Page MenuHomePhabricator

Preloading the categories of a set of pages
Closed, ResolvedPublicFeature

Description

So I had a list of pages in the English Wiktionary and wanted to list only the ones that belonged to a certain category. My script preloaded the pages themselves with APISite.preloadpages and then iterated over their categories with BasePage.categories. But this is very inefficient and takes a long time, because BasePage.categories has to send a separate request to get the list of categories for a page each time it is called. Ideally these would be preloaded along with the rest of the page properties so that the script sends only one request per group of pages.

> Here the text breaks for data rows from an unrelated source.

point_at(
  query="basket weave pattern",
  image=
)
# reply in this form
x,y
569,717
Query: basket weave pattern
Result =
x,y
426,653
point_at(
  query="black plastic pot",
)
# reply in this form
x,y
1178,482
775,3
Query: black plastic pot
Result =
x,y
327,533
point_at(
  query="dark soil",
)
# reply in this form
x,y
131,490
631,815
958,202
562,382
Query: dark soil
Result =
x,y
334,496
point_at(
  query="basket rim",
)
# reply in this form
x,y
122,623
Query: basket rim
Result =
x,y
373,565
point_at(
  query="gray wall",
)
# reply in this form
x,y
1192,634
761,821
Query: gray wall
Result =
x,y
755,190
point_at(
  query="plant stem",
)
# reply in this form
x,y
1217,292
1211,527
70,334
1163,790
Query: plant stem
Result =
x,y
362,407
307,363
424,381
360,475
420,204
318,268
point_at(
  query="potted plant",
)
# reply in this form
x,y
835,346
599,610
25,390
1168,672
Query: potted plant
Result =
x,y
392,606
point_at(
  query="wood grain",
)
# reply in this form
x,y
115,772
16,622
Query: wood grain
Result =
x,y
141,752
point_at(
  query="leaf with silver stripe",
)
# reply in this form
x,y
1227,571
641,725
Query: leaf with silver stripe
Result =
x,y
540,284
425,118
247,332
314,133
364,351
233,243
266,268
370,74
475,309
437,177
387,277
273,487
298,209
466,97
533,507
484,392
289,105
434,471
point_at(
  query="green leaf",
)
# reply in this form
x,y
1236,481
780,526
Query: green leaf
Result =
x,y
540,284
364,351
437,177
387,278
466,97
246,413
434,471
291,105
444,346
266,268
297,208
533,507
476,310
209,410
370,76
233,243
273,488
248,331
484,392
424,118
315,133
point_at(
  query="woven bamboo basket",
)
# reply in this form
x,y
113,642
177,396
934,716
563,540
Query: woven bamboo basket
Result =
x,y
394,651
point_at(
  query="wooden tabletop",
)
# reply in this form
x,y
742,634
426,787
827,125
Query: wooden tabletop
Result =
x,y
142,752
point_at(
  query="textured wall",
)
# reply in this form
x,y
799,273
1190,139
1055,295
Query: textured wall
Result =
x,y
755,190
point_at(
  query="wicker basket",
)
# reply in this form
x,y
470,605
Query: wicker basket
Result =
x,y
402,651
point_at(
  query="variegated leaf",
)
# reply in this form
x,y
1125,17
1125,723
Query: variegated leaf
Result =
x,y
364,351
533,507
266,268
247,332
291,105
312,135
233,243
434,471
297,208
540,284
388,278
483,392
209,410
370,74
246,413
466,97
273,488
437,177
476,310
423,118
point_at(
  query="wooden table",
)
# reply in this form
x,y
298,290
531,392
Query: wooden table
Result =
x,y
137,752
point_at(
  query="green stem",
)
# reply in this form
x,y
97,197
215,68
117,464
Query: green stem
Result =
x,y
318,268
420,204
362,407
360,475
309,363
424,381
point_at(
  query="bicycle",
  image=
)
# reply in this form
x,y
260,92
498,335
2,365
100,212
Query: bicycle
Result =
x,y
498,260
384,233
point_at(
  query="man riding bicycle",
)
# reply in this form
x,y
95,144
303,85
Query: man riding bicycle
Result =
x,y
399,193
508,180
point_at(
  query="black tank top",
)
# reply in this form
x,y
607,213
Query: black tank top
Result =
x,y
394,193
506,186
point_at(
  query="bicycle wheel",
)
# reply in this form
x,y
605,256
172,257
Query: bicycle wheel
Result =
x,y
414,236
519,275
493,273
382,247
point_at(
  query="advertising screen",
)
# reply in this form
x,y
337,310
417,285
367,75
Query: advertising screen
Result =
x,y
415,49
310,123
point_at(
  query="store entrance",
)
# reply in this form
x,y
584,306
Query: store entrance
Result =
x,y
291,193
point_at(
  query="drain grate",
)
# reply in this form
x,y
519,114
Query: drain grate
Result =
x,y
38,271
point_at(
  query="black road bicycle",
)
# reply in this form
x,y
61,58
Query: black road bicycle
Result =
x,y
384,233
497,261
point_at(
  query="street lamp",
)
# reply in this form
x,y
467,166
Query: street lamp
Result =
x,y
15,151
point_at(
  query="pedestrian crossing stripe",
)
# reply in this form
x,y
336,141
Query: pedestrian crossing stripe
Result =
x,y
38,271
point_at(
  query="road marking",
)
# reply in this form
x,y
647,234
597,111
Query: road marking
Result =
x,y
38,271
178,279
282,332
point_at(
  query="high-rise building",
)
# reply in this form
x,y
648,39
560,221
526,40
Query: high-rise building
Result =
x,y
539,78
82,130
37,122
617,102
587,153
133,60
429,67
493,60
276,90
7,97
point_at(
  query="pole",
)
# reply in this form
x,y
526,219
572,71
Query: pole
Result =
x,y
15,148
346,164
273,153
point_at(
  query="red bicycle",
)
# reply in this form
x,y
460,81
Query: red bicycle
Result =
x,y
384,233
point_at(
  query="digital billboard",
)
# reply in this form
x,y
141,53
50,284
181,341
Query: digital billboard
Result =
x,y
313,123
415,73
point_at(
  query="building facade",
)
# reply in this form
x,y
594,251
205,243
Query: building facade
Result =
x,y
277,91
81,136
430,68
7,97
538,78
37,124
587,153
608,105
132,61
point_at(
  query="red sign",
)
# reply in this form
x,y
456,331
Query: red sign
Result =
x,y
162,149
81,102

I searched through the Pywikibot docs and didn't find any way to do this. I also asked @valhallasw on IRC and he confirmed that there's no way to do this currently.

A good solution would be to add a parameter to APISite.preloadpages that would tell it to preload the categories using API:Categories and make them accessible to BasePage.categories on the pages yielded by the iterator. I'm not familiar enough with the internals of Pywikibot to fully work this out though.

@valhallasw on IRC kindly showed me some modifications to site.py that make APISite.preloadpages preload the categories and place the decoded JSON under page._preloaded["categories"] in the page objects, but that's not a long-term solution.

Event Timeline

Xqt triaged this task as Low priority.Jan 2 2020, 6:33 PM
Xqt changed the subtype of this task from "Task" to "Feature Request".

Change 561697 had a related patch set uploaded (by Xqt; owner: Xqt):
[pywikibot/core@master] [FEAT] Add ability to preload categories

https://gerrit.wikimedia.org/r/561697

My script seems no faster with the patch, even with categories = True in the call to APISite.preloadpages. Commented on the part of api.py where separate requests are being sent for each page's categories.

It does not preload the category content itself but the category titles related to the pages. A second request to this information is about 30 times faster. You could create a generator of all categories and preload them in a separate step or combined with the preloading iterator.

Okay, so an additional request must be sent to actually construct the Category objects.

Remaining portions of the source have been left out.